Cost Curve News

NYT Explains How Net Prices Should Slim Down the Obesity Spending Conversation

 

Inflection Point

Inflection Point is usually for big, driving-the-day kind of news. So a story about the fact that the net price of obesity medicines being a ton lower than the list price wouldn’t normally be a top-of-the-newsletter kind of story.

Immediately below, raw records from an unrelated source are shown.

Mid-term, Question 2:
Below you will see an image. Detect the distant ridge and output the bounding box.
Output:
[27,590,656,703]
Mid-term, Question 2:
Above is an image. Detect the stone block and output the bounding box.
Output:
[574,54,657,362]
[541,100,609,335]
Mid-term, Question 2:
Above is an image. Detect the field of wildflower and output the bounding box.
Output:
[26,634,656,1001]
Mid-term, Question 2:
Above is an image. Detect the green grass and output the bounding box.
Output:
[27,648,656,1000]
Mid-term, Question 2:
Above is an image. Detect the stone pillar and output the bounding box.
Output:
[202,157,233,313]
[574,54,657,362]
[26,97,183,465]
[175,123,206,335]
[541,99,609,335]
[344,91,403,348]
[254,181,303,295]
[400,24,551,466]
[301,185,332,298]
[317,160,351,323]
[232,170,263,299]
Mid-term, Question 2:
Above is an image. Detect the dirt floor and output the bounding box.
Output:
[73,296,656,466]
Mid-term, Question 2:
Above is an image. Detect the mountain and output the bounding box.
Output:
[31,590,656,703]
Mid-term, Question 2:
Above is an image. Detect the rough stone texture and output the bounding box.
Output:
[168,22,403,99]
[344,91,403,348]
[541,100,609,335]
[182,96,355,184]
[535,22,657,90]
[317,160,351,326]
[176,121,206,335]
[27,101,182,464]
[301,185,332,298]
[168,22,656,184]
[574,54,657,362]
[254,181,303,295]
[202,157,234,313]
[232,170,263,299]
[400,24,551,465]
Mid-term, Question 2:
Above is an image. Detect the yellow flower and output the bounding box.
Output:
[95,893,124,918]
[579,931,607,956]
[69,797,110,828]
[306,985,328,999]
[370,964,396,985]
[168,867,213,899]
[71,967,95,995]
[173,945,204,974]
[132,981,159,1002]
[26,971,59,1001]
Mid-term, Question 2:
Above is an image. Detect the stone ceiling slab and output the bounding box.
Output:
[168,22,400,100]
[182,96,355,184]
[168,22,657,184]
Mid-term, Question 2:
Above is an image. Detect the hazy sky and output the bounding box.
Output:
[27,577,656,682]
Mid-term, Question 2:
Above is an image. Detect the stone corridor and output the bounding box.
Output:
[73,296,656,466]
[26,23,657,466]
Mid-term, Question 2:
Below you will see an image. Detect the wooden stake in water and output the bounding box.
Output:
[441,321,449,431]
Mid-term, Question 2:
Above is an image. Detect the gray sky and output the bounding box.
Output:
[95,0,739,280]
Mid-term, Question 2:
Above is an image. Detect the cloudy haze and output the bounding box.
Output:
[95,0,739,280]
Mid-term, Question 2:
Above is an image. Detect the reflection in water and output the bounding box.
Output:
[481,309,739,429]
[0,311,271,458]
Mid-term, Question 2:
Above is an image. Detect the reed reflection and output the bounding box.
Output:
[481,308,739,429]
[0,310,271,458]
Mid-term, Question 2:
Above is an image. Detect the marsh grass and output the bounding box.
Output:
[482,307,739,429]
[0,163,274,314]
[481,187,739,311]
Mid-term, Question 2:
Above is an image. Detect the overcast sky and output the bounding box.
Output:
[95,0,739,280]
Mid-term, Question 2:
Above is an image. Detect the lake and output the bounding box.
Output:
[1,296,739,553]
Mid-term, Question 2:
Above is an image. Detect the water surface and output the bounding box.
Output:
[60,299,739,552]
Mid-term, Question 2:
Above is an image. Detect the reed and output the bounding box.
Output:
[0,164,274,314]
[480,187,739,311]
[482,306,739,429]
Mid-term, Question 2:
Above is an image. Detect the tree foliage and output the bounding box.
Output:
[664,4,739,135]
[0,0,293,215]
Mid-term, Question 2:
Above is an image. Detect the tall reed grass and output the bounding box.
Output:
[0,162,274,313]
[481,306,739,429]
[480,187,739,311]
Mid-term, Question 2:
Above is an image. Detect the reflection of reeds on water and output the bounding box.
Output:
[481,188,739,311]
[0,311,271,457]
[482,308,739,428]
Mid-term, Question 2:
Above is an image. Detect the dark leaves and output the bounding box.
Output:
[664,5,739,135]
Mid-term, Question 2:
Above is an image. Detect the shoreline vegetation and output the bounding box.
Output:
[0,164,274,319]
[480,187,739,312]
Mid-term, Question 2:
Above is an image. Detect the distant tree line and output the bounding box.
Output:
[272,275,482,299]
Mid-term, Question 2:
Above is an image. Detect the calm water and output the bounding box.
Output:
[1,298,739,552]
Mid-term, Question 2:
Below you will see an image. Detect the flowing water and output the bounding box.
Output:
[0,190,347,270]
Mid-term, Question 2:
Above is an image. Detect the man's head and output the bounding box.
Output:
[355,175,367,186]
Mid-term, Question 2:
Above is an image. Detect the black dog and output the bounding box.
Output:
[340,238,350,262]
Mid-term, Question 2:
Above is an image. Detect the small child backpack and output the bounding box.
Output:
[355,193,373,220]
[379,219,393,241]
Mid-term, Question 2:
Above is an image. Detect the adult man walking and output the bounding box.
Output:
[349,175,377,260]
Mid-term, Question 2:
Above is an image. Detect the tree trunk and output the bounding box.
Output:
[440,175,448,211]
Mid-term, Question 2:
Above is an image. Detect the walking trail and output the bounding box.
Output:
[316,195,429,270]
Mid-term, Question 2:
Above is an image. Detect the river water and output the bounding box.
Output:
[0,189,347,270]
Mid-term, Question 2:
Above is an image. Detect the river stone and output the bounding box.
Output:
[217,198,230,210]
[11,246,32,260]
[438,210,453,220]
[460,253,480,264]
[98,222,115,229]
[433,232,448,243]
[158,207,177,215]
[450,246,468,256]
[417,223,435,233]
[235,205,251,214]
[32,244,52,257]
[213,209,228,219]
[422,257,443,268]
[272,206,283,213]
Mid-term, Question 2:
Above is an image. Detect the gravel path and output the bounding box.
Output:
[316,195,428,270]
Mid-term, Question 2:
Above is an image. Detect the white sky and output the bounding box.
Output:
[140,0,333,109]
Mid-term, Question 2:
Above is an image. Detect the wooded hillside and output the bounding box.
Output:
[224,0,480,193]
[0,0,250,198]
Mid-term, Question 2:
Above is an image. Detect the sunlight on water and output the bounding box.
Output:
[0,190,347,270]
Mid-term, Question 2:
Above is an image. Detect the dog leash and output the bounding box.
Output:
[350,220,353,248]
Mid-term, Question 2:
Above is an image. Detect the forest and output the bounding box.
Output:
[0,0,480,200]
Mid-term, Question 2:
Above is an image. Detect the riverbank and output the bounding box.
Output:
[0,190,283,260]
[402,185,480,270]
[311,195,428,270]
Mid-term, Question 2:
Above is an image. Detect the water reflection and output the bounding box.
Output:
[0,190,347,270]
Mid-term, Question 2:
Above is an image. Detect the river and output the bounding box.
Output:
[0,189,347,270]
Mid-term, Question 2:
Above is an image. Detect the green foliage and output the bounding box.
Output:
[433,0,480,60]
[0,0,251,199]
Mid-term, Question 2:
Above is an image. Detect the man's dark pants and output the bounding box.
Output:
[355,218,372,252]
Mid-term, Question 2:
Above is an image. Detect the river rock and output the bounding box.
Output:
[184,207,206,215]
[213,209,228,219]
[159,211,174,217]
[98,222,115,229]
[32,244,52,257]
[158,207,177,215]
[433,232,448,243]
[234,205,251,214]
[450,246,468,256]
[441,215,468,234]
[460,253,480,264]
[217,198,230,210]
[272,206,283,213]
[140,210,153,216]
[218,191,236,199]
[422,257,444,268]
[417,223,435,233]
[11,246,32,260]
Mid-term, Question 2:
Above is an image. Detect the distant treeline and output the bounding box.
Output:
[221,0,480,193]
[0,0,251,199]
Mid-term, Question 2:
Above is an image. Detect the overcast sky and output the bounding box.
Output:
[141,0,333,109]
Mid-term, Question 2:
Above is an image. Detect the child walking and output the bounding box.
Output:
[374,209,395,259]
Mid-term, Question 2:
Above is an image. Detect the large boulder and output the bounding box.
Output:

But when the New York Times covers something, the rules go out the window. Gina Kolata’s piece on the real price of obesity medicines is worth spotlighting for three reasons, in addition to the obvious point that we should probably pay attention when the NYT pays attention.

One, it elevates the very helpful AEI numbers on the net price and post-coupon price of drugs used for obesity, which creates the closest thing we have to a shared reality when it comes to prices.

Two, it’s exhaustive. Pretty much every academic who should be talking about gross-to-net bubbles is quoted.

Three, it includes a very interesting admission from ICER: Wegovy, at these net prices, is cost-effective by ICER’s methodology. That just reinforces my deeply held belief that these medicines are a great deal. (And reinforces my deeply held belief the conflict between cost-effectiveness and system affordability will be the defining industry issue for the next few years.)

The Arc

 

I can’t believe I missed this last week, but Cencora has a really amazing survey of payers that lays out exactly what the change in the Medicare Part D benefit design under the Inflation Reduction Act is going to do. (Fierce has a good story on the data, too.)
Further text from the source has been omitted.